Showing posts with label calories. Show all posts
Showing posts with label calories. Show all posts

17 June 2017

How have I lived with so little potassium?

I'm not totally convinced that MFP is an accurate calculator of nutritional make-ups. The other day it said I had no potassium when I had recorded a banana. How can I have not had any potassium when I've had a narnar? Looking in minute detail at everything you eat makes you realise that the make-up of natural things is evidently going to be different depending on how mature/ripe/out of date, it is and exactly how big something is. What is a medium banana? How much of a large egg is a medium egg? Two thirds? How big is a carrot? How much vitamin A is in this carrot compared to that one that's been in the fridge a week and is a bit bendy?

I have had some difficult days work-wise this week. I avoided the 'baddies' earlier on but yesterday was a particularly challenging day as I ended up staying at work for an extra 5 hours with no opportunity for a break, food or even a pee. I had lunch at midday. By 9.30 I was so ravenous I just ate the nearest things to hand which were bourbons and Thornton's chocolates! Then, when I finally got home and had showered, it was 10.30 and I only had the energy for toast. Hubby kindly made me a couple of slices and thoughtfully scraped the butter on and then off again so there wasn't too much on it! "ARGH, the calories," you cry! But it was offset by the 14,500 steps I had done and even when I entered all of the rubbish I had eaten onto MFP, I was still in a significant calorie deficit.

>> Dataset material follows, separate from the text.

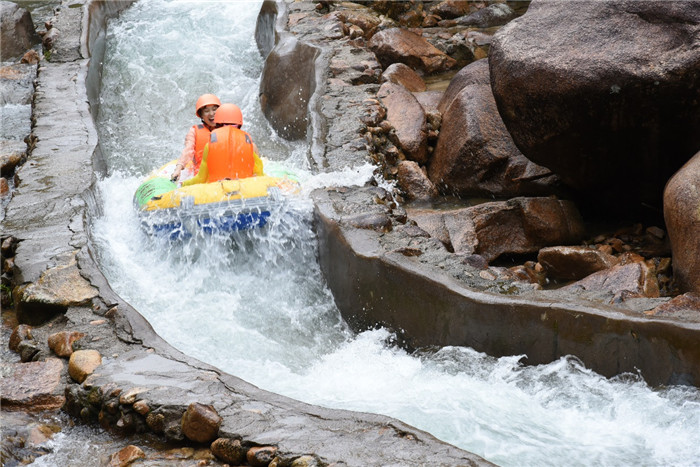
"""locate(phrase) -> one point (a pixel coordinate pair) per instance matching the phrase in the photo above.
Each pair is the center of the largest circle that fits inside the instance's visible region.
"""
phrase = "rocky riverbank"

It was a horrible shift (and a half) and I have been on a bit of a downer today. I took a piriton so I would sleep (but I was so knackered, I think I would have slept; I just didn't want to wake in the wee small hours and not be able to get off again as my brain went into overthinking mode). I woke after 7 hours with the beginning of a migraine (can you be asleep and tense at the same time?) so I had some migraleve - what a druggie! But I'm physically and mentally exhausted today; I can't make a decision without mulling it over for ages and my eyes are so heavy...

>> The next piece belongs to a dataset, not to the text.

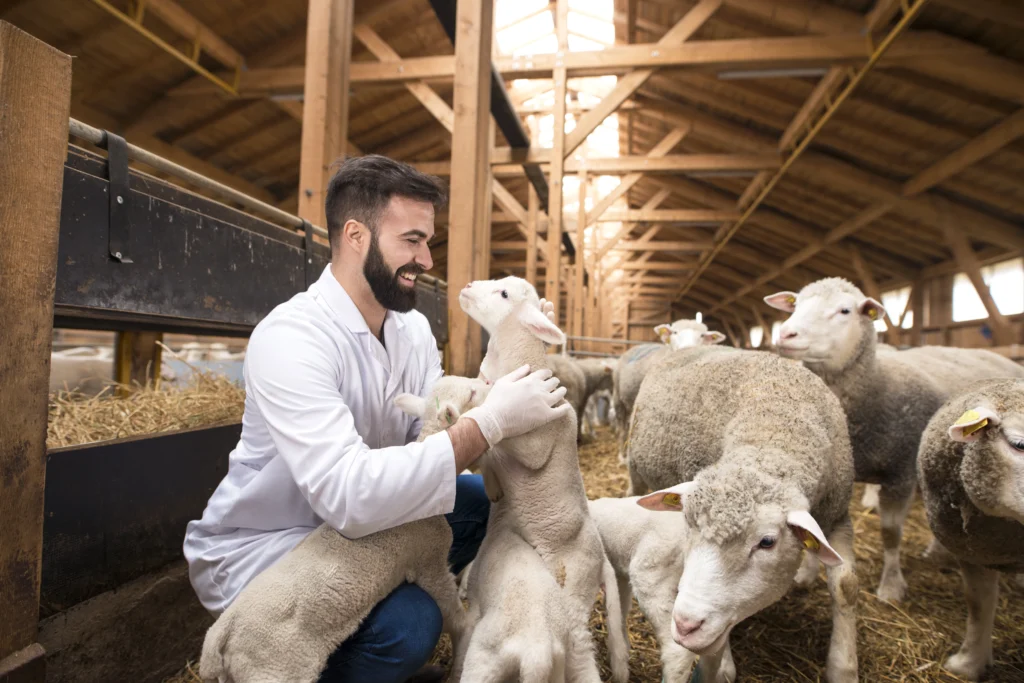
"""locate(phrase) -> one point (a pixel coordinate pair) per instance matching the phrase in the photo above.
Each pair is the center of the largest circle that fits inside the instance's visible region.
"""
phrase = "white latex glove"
(518, 402)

BUT, I have managed to avoid temptation (mostly). I had to go into town and wanted hubby's company, and he could see I just wanted a bit of moral support and physical hand holding so he came with me to run a few errands while I finally got my sunglasses from Specsavers. The weather was  (and still is) lovely and we walked a little way along the prom (yes, we live at the seaside) and I suggested an ice cream. I had the intention of a scoop (or two) in a pot rather than a cone that could dribble. The queue was massive so we gave it a miss and walked a longer way home instead. I have been to the supermarket to get some cold drinks (we had a hankering for orange, cranberry and lots of ice) and apart from a bag of sweet and salty popcorn and two apple turnovers, I walked away without baddies.

The popcorn is ok so long as I don't eat the entire bag in one sitting - it's light and not too bad sugar-wise. The turnovers were a whim because I fancied them. Just under 300kcal apparently. I'm not going to worry about it. We have decided we fancied a Weightwatchers recipe for Frittata for tea tonight so I know my calories for the day (and walking) will be OK. It's just the rum I might put in the cranberry and orange that might mess things up...😉

11 June 2017

Calorie requirements

I have been trying to find out exactly how many calories (or kcal) I need to consume to exist. This is not as easy as I thought it might be.

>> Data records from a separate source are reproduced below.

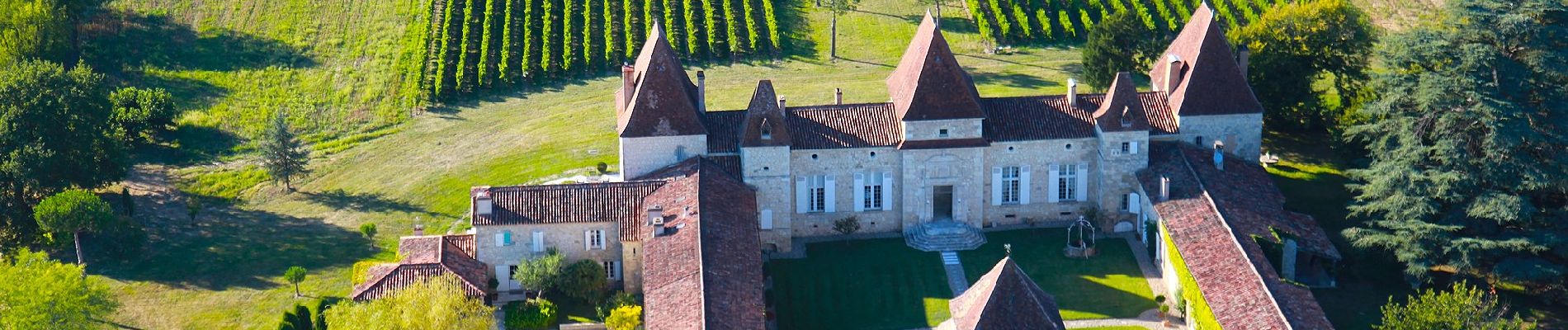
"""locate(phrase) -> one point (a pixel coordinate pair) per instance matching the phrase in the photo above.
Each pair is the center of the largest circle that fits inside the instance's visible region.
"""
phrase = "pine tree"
(1466, 144)
(282, 155)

  • From somewhere my Fitbit has be using 1635 per day just from existing. That is, on a day when I haven't had it on or recording, it calculates that is how many kcals I will have used. How it comes to that conclusion, I'm not sure. 

  • HealthStatus (a website) calculated my existence to require 2689.8 kcal a day.

  • BBCiWonder came up with 2240 kcal.

There seems to be a general consensus that 2000 kcal is what women need in order to maintain their weight, keeping the engine ticking over so to speak. But that takes little or no account of age or weight.

There is a formula or something. Doing a bit of reading it seems that requirements (no matter what the answer comes up as) seem to be calculated from the basal metabolic rate (BMR) and that is calculated from body weight, height, age and gender. Which is the same no matter what on-line calculator you use. So how can they differ so much? Who am I supposed to believe?

The amount of kcal you need to lose weight is a whole new ballgame!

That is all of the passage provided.